The second one sounds the most interesting of the three. But I still have another Yoko Ogawa here to read.
All of these sound fantastic and I am glad you loved the last one. Recalling memories through each set of stairs is such a pensive topic. The premise is definitely interesting and I hope I will be able to read it one day.
These all sound marvellous, Marina. I’ve read a lot of Japanese literature, but little by women, which is something I must rectify.
These sound great, and I didn’t know about the series by Strangers Press – so good to know (but bad for my wallet!)
I still have a couple of these to try, but unfortunately Lady Murasaki used up my Japanese slot for #WITMonth 😉
Dear Marina et al.,
Just to let you all know about other publication of Japanese women in translation: ‘Heaven’s Wind. A dual language anthology of contemporary Japanese writing’.

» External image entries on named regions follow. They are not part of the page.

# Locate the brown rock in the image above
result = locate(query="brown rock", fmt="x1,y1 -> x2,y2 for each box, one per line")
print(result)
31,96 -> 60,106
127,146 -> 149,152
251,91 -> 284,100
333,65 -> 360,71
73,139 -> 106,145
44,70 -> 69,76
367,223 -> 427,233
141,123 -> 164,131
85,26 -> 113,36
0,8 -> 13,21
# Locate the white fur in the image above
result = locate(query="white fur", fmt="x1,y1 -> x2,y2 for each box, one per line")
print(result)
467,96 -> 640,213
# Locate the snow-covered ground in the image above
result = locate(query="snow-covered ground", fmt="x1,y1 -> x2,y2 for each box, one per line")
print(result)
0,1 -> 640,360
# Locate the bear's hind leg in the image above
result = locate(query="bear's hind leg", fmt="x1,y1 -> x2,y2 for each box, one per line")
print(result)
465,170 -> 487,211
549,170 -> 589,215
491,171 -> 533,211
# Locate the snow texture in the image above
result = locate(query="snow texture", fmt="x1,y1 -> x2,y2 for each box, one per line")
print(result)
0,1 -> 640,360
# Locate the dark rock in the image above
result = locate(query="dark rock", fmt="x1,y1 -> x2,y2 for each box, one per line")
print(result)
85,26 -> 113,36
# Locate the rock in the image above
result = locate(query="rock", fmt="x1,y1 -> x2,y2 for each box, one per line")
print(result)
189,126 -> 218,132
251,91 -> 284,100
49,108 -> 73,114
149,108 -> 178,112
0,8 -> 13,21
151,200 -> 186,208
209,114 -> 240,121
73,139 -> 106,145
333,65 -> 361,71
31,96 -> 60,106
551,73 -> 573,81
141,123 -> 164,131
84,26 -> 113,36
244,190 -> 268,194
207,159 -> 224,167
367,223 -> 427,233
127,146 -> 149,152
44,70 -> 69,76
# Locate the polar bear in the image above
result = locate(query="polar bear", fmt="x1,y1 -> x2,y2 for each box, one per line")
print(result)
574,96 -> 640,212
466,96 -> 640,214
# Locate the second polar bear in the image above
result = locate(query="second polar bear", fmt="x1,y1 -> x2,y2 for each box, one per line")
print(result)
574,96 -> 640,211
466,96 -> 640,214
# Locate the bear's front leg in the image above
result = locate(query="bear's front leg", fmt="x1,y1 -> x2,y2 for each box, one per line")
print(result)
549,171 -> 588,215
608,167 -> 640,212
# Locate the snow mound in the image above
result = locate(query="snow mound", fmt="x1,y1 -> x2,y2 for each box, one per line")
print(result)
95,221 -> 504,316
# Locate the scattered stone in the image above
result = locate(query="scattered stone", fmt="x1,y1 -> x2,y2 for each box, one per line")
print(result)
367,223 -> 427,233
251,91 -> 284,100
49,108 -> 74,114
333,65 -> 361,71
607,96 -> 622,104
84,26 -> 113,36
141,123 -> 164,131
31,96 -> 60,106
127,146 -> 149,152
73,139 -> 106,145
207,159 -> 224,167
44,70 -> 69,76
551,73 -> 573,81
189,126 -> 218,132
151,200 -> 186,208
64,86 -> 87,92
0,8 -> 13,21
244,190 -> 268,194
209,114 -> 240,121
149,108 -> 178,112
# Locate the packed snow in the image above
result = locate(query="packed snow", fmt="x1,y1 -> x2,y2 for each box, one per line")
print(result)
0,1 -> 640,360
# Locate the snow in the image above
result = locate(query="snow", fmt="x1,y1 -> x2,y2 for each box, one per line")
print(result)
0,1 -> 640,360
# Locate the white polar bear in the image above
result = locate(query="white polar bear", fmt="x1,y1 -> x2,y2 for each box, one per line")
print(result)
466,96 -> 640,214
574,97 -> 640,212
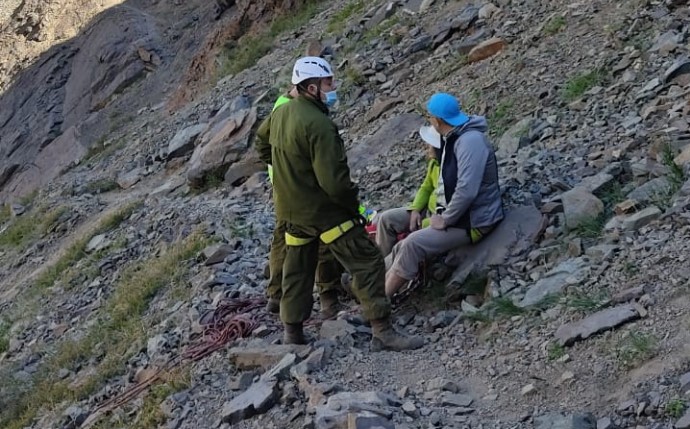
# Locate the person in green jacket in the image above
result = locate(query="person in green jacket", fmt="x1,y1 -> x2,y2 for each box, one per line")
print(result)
257,57 -> 424,350
375,126 -> 441,257
255,53 -> 343,319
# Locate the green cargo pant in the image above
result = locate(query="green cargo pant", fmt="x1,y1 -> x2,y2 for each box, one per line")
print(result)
266,220 -> 343,299
280,224 -> 391,324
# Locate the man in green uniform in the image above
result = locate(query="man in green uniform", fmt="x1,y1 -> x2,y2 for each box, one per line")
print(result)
257,57 -> 424,350
256,87 -> 342,319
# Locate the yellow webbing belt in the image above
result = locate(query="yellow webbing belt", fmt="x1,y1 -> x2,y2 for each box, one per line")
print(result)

To celebrate the release of the book the Japan Society (publisher) is offering a 25% introductory discount for a limited period.
https://www.japansociety.org.uk/44208/heavens-wind/
That does sound good. Thank you for drawing my attention to it.
MarinaSofia, by the way Heaven’s Wind includes a very interesting piece by Aoko Matsuda, who wrote The Girl who is Getting Married in the keshiki series. She’s one of five authors in the book – the others are Kuniko Mukoda, Natsuko Kuroda, Kaori Ekuni and Mitsuyo Kakuta – all women, and all Naoki or Akutagawa prize-winners.